Air-Sea Fluxes with a Focus on Heat and Momentum
Turbulent and radiative exchanges of heat between the ocean and atmosphere (hereafter heat fluxes), ocean surface wind stress, and state variables used to estimate them, are Essential Ocean Variables (EOVs) and Essential Climate Variables (ECVs) influencing weather and climate.
Our aim is to develop an observational strategy for producing 3-hourly, 25-km (and an aspirational goal of hourly at 10-km) air-sea heat flux and wind stress fields over the global, ice-free ocean with a breakthrough 1-day random uncertainty of 15 W m-2 and a bias of less than 5 W m-2.
This work will be carried out as part of the Observing Air-Sea Interactions Strategy (OASIS), which is a multi-disciplinary global strategy under development to:
- monitor and predict the ocean’s influence on global weather and climate on timescales of days-seas-decades
- monitor and predict marine weather in the ocean and atmosphere
- track ocean update of carbon dioxide and oceanic deoxygenation and denitrification
- study how biology, biodiversity, and the surface ecosystems relate to changes in surface concentrations and fluxes of CO2, DMS, and N2O.
Advancing our ability to predict long-term weather and climate shifts requires an improved understanding of how the ocean influences weather and climate and better quantification of air-sea exchanges of heat. Oceanic heat loss due to evaporation is associated with moisture fluxes that are an important source of water for life on Earth. Understanding and quantifying the exchange of heat and momentum between the ocean and atmosphere is therefore critically important for management of natural resources, and supply chains for food, water, and energy. A more complete picture of seasonal and interannual weather variation and better climate forecasting will allow us to anticipate and respond appropriately, protecting habitats and ecosystems and reducing risks to vulnerable people around the world.
An observing system that is able to accurately map the exchanges of heat between the ocean and atmosphere would also be able to accurately measure the wind stress that drives ocean circulation and could be leveraged to track the ocean uptake of anthropogenic carbon.

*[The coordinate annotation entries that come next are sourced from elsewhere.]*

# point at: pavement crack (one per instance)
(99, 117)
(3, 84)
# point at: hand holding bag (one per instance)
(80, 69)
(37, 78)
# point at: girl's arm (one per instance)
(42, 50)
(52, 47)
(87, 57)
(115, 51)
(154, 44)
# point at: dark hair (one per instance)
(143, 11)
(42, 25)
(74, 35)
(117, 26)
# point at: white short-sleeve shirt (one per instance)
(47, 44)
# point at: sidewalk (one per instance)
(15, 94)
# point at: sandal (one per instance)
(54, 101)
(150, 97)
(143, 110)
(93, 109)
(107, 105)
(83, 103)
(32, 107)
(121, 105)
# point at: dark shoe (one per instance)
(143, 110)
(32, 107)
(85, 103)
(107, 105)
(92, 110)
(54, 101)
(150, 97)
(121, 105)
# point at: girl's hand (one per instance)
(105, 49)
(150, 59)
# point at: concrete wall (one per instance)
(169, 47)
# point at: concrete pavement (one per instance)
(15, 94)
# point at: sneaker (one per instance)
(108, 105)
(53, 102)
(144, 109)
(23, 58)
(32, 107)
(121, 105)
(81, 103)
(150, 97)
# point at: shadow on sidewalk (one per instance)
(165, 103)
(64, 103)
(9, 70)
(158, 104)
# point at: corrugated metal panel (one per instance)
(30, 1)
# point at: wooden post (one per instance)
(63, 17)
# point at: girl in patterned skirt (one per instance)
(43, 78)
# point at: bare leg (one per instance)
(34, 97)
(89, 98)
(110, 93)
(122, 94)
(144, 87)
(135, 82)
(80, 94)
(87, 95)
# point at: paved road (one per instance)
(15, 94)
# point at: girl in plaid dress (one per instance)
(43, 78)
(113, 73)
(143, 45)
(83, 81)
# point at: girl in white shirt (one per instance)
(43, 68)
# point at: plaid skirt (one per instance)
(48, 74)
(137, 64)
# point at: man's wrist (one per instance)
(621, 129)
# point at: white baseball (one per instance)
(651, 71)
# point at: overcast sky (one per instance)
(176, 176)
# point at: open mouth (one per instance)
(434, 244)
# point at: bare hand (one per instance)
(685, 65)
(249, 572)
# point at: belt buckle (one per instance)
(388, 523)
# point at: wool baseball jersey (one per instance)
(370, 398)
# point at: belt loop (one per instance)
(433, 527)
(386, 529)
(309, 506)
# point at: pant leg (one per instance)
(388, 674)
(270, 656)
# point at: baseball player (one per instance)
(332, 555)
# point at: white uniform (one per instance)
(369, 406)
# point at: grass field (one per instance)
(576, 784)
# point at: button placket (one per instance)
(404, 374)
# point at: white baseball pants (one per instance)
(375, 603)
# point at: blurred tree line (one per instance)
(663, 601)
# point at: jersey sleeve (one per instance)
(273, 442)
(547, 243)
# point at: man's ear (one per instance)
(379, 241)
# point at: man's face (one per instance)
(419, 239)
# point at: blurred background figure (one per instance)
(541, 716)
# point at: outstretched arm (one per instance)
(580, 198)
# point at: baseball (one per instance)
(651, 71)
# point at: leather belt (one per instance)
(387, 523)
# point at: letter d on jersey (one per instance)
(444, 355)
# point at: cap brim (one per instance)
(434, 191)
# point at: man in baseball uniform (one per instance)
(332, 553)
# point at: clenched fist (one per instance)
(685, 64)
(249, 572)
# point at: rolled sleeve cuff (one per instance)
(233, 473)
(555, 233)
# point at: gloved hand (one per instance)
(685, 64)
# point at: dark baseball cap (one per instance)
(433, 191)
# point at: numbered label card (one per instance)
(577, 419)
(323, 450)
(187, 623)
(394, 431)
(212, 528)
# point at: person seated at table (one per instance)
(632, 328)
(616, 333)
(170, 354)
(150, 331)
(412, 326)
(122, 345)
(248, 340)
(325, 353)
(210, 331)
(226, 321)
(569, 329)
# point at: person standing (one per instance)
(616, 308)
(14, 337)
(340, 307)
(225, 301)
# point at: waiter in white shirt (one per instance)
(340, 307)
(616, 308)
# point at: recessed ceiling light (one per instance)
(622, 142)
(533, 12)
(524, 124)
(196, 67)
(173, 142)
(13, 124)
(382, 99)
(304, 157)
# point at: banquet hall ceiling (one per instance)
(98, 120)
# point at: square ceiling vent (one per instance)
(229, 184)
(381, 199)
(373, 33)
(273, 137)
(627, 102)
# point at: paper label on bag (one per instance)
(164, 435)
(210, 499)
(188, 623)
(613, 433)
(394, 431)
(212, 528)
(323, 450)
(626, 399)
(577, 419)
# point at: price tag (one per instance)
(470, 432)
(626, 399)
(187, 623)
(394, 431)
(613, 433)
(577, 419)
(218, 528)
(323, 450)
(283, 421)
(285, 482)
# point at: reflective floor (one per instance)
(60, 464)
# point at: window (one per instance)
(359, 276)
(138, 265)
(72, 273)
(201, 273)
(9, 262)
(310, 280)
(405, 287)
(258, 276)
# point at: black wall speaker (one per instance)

Tracking the ocean’s long-term uptake of human-produced carbon dioxide is critical to understanding both the pace of ocean acidification and how fast atmospheric carbon dioxide levels will rise in the future. This strategy is thus vitally important for understanding and quantifying the Earth’s energy, water, and carbon cycles.
A 10-year Roadmap
A community white paper (Cronin et al. 2019), written by 27 worldwide experts for OceanObs’19, lays out a 10-year roadmap for making air-sea flux maps with breakthrough accuracy. The plan calls for (1) optimization of satellite-based observations for boundary layer measurements of air temperature, humidity, sea surface temperature, and ocean wind stress; and (2) creating a complementary global in situ flux array. The plan also recommends some near-term and medium-term activities that would support these two major recommendations.
At OceanObs’19, lead authors of air-sea flux Community White Papers agreed to collaborate on the development of the multi-disciplinary Observing Air-Sea Interactions Stratgy (OASIS). This strategy is being led by OOPC panel member Meghan Cronin, and the OOPC air-sea flux activity will be an integral part of this activity.
A proposal for the OASIS project was submitted to SCOR to develop the strategy and accepted (SCOR Working Group #162) in 2021. In that same year, OASIS was officially adopted as a Program within the UN Decade of Ocean Science for Sustainable Development.